To take action, you have to make sure that you are indeed, acting in the best interests of the child, and not out of revenge. A good way to make sure of this is by just writing on a sticky note, "I will act only in <Child's Name Here>'s best interests, and not out of spite or desire for revenge".

You also need to make sure that all your 'ducks are in a row', so to speak.

Taking Inventory of the Situation

What really happened? Do you know what exactly happened when the other parent denied you parenting time? Can you quote every word they said, word for word? Here are three ideas to make sure that you have exact and complete knowledge of what happened.

Recording for documentation purposes only

While using a voice recorder and submitting the recordings as evidence can be illegal if done the wrong way, you are free to record and use the recordings for your own documentation purposes.
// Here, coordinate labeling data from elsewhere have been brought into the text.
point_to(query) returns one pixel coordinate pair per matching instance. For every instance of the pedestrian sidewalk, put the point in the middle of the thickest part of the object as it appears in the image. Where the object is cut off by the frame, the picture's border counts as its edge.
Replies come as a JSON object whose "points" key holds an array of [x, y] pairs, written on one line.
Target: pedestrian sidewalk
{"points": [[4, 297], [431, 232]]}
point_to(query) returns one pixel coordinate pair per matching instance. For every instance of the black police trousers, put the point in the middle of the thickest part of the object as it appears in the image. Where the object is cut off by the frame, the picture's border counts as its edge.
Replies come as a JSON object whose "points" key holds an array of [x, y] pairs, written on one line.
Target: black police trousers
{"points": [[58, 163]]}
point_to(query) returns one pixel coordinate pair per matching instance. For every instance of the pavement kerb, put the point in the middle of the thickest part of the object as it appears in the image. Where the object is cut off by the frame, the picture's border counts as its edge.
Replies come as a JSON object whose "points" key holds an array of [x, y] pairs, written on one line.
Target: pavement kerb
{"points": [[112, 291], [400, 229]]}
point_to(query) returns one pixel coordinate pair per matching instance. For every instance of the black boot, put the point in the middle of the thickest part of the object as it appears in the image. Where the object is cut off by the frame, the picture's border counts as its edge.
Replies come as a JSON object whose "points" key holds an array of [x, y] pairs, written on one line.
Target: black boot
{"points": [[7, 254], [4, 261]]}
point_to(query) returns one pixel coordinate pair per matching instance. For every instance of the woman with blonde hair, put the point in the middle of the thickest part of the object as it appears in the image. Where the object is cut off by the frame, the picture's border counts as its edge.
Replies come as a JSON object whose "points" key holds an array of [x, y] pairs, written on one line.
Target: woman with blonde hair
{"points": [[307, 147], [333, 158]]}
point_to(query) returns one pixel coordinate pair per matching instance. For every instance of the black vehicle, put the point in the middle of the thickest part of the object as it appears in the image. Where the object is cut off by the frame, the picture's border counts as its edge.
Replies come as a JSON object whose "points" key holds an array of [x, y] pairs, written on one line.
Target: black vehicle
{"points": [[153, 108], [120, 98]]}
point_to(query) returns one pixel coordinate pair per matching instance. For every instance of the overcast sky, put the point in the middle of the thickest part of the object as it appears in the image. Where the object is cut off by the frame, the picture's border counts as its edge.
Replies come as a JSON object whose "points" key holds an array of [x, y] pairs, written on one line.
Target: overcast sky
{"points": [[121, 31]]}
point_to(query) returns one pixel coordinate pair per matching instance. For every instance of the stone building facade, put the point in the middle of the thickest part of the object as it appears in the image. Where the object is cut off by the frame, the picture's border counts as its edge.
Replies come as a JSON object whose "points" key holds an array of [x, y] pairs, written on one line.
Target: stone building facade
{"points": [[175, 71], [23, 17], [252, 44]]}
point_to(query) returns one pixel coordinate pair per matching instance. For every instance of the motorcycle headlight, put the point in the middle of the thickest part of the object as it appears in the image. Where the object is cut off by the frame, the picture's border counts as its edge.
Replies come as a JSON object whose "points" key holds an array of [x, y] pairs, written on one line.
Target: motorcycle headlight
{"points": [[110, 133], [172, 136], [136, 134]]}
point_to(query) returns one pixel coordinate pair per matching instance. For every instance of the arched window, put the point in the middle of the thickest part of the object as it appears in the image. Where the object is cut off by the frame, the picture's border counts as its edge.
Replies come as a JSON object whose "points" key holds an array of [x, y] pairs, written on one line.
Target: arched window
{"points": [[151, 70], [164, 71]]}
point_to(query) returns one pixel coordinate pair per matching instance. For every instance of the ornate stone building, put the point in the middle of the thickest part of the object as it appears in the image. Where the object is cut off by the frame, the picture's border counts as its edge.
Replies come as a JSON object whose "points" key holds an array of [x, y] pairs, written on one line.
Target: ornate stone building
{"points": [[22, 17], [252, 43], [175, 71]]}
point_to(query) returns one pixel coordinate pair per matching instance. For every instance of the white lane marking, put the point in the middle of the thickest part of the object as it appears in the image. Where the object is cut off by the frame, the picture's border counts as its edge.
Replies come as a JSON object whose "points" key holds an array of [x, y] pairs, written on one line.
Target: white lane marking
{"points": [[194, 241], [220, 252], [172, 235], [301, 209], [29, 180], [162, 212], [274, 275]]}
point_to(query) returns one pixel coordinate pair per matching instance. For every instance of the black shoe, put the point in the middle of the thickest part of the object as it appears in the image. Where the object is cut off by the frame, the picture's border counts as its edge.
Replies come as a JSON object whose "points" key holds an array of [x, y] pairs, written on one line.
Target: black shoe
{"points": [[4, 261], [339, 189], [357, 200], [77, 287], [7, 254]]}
Using a recorder, you can document what was said by both you and the other parent word for word without missing anything

Using your cell phone camera for documentation

There are very specific survelliance laws in every state, as well as federal laws that clearly outline what is legal and what is not. Using your cellphone camera in the correct way can provide to the court, indisputable proof that you were at specific locations at specific times. The way you do this is by taking a picture of the surrounding area, perhaps a picture of yourself with a recognizable landmark in the background. You then send the image to your email address as you are standing there to place a date, time and image to prove you were at a location at a given time. If your phone tags the photos with GPS coordinates (Android and Iphones do this), the location will be stored in the EXIF data that is embedded in the photo.

Take a Witness with you

Although conventional and 'old school', having witnesses available that can testify on your behalf is the strongest and most powerful resource you have. The court systems are still very conservative institutions, and put a lot of weight into a reputable witness - far more than the other two methods described above. The witness can be family or friends, but it is very powerful to have the following:

  1. Public Figures
  2. Pillar citizens such as priests/clergy, police people (who can your friends as well outside of this interaction), business owners, etc...
  3. Social workers, lawyers and therapists
  4. Any other locally well-know and respected figures in your community

Let the Courts Know about the Denied Parenting Time

Call your court and ask them what the process is for reporting denied parenting time. Since you are not asking for legal advice, which the court employees cannot give, and you are only asking about the process, they will tell you what forms you will need to fill out, how to submit evidence as "exhibits" for review, and how to file. Since it is different from county to county, you will have to get the information from your county's court where your custody order is in place.

After filing the paperwork, the clerk will either assign a court date for you if you hand the forms in directly, or they will mail you a court date. Be advised, that the opposing parent and the parent's lawyer if they have one, will see your petition prior to the court date.

If you have done your homework, made sure that your arguments were air tight and provable, you should have reasonably good luck in court, even if you represent yourself.